Sticky-backed plastic addicts need not apply

Guru was pleased to learn that the EU wants to introduce a standardised
European CV, which will make it easier for employers to recruit from other
countries.

A survey into CVs by recruitment website forum3 shows the introduction of a
standard CV format is much overdue. It reveals that some UK jobseekers list
irrelevant achievements such as Blue Peter badges among their qualifications.

One jobhunter included a picture of his DIY bathroom as evidence of his
initiative and another sent his half-torn wedding photo to highlight his
divorced marital status.

David Lale, MD of forum3, said: "Many people go into too much depth and
have superficial facts that are simply irrelevant."

Guru agrees but obviously really vital information – like his 1999 Train
Spotter of the Year Award (northern district) – can only help an employer make
the right choice.

Skills monopoly which bypass Go

The importance of ensuring staff are trained to do all aspects of their job
was brought home to Guru last week when a flight from Newcastle to a foggy
Stansted had to be diverted because one of the two pilots was not trained to
land when visibility was less than 200 metres.

Guru has always been a nervous flyer so sympathises with the passengers who
were understandably unhappy with the situation.

A spokesman for Go explained both pilots had to be trained to land in poor
visibility to touch down in fog which was why the plane eventually landed at
East Midlands airport.

Guru is not impressed – he would have thought landing in poor visibility is
one of the more basic piloting skills for the UK.

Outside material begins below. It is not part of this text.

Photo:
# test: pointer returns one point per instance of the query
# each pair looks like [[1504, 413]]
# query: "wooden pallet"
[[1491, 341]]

Teutonic workers caught napping

Guru was disappointed to learn that the Nasa research he highlighted last
week, which claims a 45-minute power nap can significantly boost staff
performance, is already old hat in Germany.

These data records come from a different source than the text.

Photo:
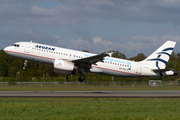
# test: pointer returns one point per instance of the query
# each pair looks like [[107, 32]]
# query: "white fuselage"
[[110, 65]]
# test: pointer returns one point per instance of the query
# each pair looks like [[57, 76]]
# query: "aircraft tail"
[[160, 57]]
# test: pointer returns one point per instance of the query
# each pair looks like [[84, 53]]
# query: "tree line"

Apparently the German Institute for Sleep Research has been arguing the
benefits of siestas for some time.

Not only are companies providing quiet areas and sofabeds for staff to lay
their weary heads but apparently Regensburg University has opened a sleep
school to teach employees how to relax.

Maybe the German economy is no longer the envy of Europe because our
Teutonic cousins are so busy sleeping or learning how to sleep.

Employment rights extend to animals

Guru welcomed plans to extend the
Working Time Regulations to ensure all working animals, excluding police and
armed forces animals, which count as serving officers for the purposes of the
law, will soon be entitled to regulated work breaks.

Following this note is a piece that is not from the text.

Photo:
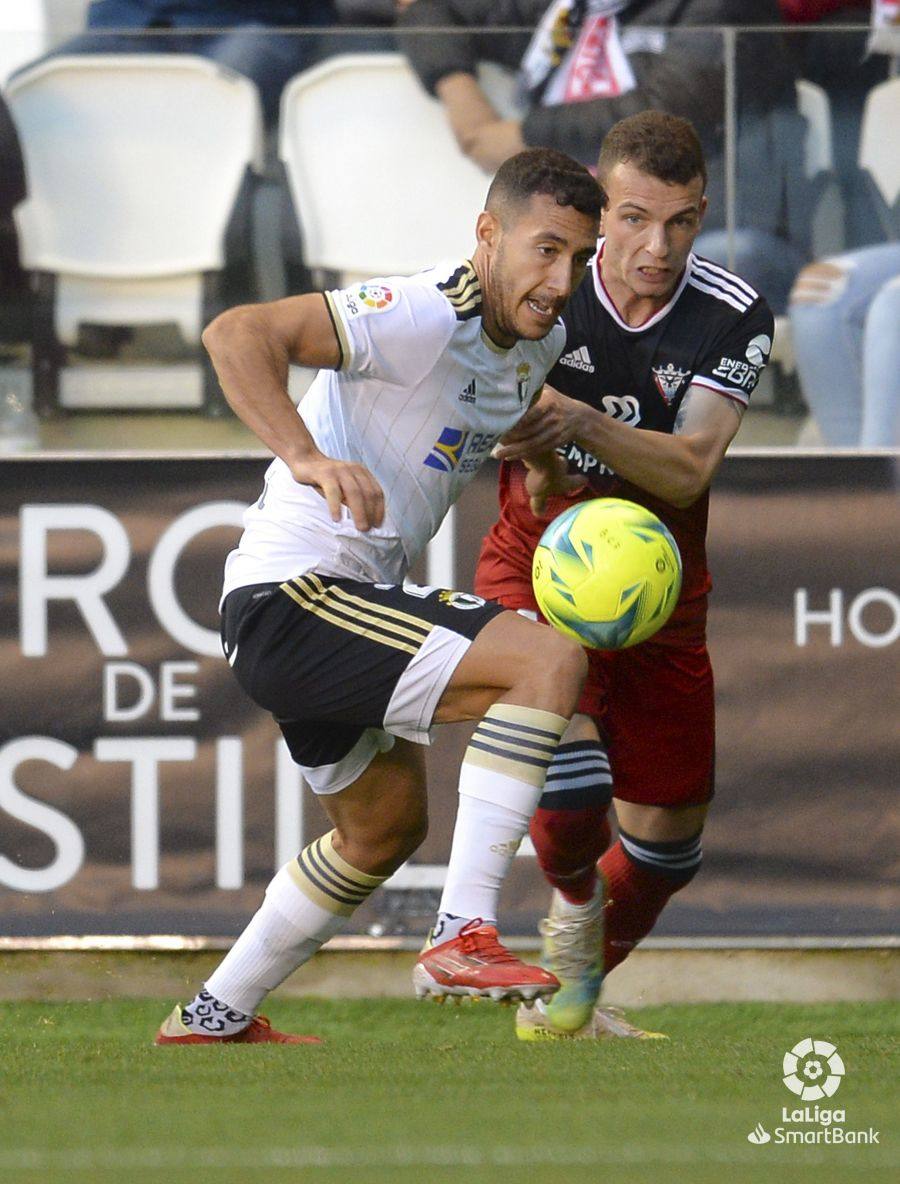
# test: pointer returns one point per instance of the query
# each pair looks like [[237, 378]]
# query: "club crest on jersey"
[[668, 380], [522, 374], [375, 296], [447, 450]]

The current edition of our sister magazine Occupational Health
outlines the new regulations, which mean keepers and handlers are responsible
for ensuring their animals receive proper breaks during the working day.

All organisations which use working animals will also need to
have an occupational health service or access to one.

Under the separate EU Living Animals Directive the word
‘mongrel’ should not be used in reference to any cross-bred creature and the
term ‘bitch’ should only be applied to females of certified pedigree.

All very sensible Guru thought until the penny dropped and he
realised he was reading the 1 April issue of OH magazine.